Tuesday, April 27, 2010

acquisition agreement (sale of business)

It’s a rule of the corporate food chain that the bigger companies devour the smaller—for example, Google purchased YouTube, Coca-Cola bought Odwalla, and General Motors acquired Hummer (R.I.P.). All such deals, whether big or small, are made possible by acquisition agreements. These agreements occur in two ways:

  • Entity purchase agreements (also known as “stock purchase agreements”). In this arrangement, the buyer purchases the business entity by buying a majority (or more) of its stock. The new owner generally steps into the shoes of the previous owners, assuming all debts and obligations.
  • Asset purchase agreements. In this arrangement, the buyer purchases all of the business’s assets, both its tangible property (inventory, real estate, office equipment, etc.) and intangible property (copyrights, patents, trademarks and trade secrets). The company’s shell—its corporate or LLC ownership—remains in place with the same owners, even though there is no business to run anymore, as a practical matter. This is the deal of choice for the purchase of a sole proprietorship or a partnership because the business has no ”shell” to speak of: Once the assets are gone, there’s no structure left to worry about.

Which is better? There are two issues to consider when choosing an acquisition model: taxes and liabilities for debts and obligations. Tax-wise, an asset sale is usually better for the buyer because the buyer can begin depreciating the assets sooner. The seller usually prefers an entity purchase because the seller pays taxes only at the low long-term capital gain rate. Sellers are especially wary about using an asset sale for a C corporation, because that will leave them at risk for double taxation, once for the corporate entity and then again for the shareholders.

As for debts and liabilities, an asset sale is usually preferable for a buyer, because the buyer won’t be responsible for existing debts of the business unless the buyer agrees to take them on.

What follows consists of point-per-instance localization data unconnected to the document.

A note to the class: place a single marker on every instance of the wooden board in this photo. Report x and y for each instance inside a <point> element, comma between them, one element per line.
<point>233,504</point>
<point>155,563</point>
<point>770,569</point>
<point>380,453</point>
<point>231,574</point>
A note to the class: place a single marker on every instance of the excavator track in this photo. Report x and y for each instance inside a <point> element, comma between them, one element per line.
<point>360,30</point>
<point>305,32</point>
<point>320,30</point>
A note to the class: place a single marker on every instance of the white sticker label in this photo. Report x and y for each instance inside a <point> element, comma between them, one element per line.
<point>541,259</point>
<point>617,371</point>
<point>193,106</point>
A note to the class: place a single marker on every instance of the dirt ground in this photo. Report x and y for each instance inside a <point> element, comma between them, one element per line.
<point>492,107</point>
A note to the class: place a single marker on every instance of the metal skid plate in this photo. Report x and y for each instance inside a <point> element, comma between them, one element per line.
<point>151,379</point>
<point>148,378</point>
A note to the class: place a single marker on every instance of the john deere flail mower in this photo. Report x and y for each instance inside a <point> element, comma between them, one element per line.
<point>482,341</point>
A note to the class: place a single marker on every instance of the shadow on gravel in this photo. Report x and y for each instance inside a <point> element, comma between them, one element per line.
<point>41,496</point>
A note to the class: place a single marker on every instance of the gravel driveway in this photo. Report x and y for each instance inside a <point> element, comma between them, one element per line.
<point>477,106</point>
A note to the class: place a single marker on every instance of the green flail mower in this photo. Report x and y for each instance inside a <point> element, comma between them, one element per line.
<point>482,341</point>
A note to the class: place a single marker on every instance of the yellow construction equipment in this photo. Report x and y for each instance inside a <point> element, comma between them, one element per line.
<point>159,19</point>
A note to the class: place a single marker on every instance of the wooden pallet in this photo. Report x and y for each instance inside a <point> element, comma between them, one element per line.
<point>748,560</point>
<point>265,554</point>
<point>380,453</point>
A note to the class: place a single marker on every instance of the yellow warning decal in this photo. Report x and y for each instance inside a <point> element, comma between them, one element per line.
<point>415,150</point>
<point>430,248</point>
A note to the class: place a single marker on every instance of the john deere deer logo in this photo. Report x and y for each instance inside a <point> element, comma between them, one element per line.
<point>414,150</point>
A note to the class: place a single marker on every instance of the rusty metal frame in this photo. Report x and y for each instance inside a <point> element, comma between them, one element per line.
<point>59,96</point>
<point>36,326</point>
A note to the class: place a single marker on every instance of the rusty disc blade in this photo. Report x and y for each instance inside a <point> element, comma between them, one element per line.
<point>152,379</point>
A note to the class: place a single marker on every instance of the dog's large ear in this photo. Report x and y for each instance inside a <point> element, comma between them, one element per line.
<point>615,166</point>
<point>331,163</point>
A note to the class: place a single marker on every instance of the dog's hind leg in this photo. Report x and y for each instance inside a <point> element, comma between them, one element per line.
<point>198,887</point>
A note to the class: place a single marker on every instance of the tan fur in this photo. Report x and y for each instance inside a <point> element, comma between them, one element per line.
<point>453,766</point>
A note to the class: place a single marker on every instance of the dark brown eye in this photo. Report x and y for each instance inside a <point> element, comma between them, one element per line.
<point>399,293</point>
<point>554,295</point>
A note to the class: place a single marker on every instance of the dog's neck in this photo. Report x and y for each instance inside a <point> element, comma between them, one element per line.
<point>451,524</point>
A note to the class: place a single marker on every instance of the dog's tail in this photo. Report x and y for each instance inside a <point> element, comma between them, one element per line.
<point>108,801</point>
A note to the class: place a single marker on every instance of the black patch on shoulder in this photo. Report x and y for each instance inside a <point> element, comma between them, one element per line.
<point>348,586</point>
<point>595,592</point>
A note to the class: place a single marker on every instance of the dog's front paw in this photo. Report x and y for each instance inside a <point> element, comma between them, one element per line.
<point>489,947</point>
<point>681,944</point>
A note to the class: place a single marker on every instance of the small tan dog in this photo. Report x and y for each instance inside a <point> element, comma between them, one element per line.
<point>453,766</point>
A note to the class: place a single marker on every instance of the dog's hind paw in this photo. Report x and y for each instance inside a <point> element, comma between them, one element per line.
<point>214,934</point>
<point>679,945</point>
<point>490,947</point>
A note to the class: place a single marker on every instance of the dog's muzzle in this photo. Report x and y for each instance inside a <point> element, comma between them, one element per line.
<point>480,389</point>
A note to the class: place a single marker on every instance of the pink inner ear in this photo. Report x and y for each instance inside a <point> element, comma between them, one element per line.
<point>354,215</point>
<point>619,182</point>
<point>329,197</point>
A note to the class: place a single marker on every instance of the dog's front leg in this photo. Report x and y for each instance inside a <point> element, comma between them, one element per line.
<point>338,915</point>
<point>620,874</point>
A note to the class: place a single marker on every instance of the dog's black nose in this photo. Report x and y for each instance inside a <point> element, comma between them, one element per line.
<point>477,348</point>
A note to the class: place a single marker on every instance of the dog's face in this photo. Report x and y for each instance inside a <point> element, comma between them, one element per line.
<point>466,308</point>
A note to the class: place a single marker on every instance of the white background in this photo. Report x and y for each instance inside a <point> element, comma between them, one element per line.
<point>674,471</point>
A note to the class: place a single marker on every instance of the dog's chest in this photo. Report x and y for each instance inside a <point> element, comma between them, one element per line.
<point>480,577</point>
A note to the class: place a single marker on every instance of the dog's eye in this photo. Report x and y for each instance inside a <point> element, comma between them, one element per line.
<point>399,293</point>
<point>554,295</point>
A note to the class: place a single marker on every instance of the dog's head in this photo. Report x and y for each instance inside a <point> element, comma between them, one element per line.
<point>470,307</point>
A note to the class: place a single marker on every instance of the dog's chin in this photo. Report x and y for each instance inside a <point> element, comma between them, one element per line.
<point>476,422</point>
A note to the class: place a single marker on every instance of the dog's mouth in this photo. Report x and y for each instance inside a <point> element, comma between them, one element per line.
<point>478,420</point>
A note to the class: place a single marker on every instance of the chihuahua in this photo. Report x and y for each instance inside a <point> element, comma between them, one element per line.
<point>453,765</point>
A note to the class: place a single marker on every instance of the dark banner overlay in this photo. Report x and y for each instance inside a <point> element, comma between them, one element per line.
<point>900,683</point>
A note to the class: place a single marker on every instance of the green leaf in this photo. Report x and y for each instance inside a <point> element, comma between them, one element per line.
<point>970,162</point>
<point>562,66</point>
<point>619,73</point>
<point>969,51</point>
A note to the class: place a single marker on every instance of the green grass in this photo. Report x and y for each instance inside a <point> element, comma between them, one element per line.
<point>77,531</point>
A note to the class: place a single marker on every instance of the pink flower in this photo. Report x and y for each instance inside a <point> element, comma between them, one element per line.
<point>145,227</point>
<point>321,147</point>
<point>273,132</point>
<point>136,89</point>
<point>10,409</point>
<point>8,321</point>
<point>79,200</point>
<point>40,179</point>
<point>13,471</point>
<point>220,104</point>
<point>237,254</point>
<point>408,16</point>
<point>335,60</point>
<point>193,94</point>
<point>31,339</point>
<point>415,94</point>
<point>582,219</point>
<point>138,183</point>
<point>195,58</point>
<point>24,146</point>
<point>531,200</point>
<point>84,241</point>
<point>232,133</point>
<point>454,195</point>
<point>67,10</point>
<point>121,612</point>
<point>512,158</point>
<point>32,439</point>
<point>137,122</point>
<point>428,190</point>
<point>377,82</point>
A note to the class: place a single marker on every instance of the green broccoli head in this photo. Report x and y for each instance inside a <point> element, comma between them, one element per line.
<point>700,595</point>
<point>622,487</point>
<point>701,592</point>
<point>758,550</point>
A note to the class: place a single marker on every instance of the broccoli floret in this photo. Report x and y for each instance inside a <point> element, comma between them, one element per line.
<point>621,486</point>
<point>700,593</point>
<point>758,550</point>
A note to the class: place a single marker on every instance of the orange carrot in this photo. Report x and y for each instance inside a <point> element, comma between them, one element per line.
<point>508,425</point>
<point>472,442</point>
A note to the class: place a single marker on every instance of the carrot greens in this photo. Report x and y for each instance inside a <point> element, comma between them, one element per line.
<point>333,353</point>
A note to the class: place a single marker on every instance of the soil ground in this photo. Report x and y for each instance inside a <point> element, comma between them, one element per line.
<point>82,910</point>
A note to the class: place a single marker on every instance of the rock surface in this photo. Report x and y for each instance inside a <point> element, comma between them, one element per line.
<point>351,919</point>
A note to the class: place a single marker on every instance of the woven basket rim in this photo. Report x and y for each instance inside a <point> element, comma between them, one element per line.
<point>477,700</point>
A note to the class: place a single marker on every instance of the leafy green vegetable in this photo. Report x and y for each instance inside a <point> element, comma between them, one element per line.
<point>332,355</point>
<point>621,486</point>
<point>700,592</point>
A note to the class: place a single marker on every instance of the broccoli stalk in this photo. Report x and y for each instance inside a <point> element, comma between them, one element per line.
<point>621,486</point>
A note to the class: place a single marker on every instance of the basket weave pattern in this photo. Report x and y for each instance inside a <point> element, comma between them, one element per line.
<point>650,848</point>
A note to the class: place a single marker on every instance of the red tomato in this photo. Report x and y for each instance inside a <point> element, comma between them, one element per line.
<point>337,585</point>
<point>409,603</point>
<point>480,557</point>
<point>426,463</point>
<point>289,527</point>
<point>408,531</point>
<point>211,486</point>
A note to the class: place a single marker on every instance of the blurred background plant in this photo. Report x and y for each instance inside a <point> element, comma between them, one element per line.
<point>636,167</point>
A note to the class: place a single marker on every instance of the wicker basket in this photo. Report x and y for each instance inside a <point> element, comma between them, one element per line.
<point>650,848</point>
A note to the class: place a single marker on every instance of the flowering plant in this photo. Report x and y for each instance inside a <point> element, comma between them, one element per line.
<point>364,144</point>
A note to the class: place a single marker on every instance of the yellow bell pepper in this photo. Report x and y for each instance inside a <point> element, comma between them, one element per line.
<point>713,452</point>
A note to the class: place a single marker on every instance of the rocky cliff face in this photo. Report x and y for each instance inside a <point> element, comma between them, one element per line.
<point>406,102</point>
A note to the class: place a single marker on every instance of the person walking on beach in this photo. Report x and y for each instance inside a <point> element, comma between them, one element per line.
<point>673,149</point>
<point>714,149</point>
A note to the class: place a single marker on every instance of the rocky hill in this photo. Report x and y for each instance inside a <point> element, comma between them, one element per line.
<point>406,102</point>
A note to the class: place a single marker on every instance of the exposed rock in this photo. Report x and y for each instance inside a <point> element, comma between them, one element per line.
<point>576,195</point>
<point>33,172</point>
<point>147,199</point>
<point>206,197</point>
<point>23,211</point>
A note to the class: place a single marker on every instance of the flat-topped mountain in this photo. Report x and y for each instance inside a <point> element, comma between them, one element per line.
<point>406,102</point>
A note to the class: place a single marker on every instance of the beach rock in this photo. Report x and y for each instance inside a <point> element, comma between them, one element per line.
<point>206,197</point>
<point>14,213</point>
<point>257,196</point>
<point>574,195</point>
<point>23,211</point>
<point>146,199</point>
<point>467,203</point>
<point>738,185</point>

That’s the not the case with an entity sale, in which it’s assumed that all liabilities are included in the sale. (To make the deal happen, however, the selling shareholders or LLC members may have to accept responsibility for some specified liabilities, such as a recent bank loan.) The choice of acquisition arrangement also affects how ownership is transferred and whether a lease for the business can be transferred or assigned to the new owners.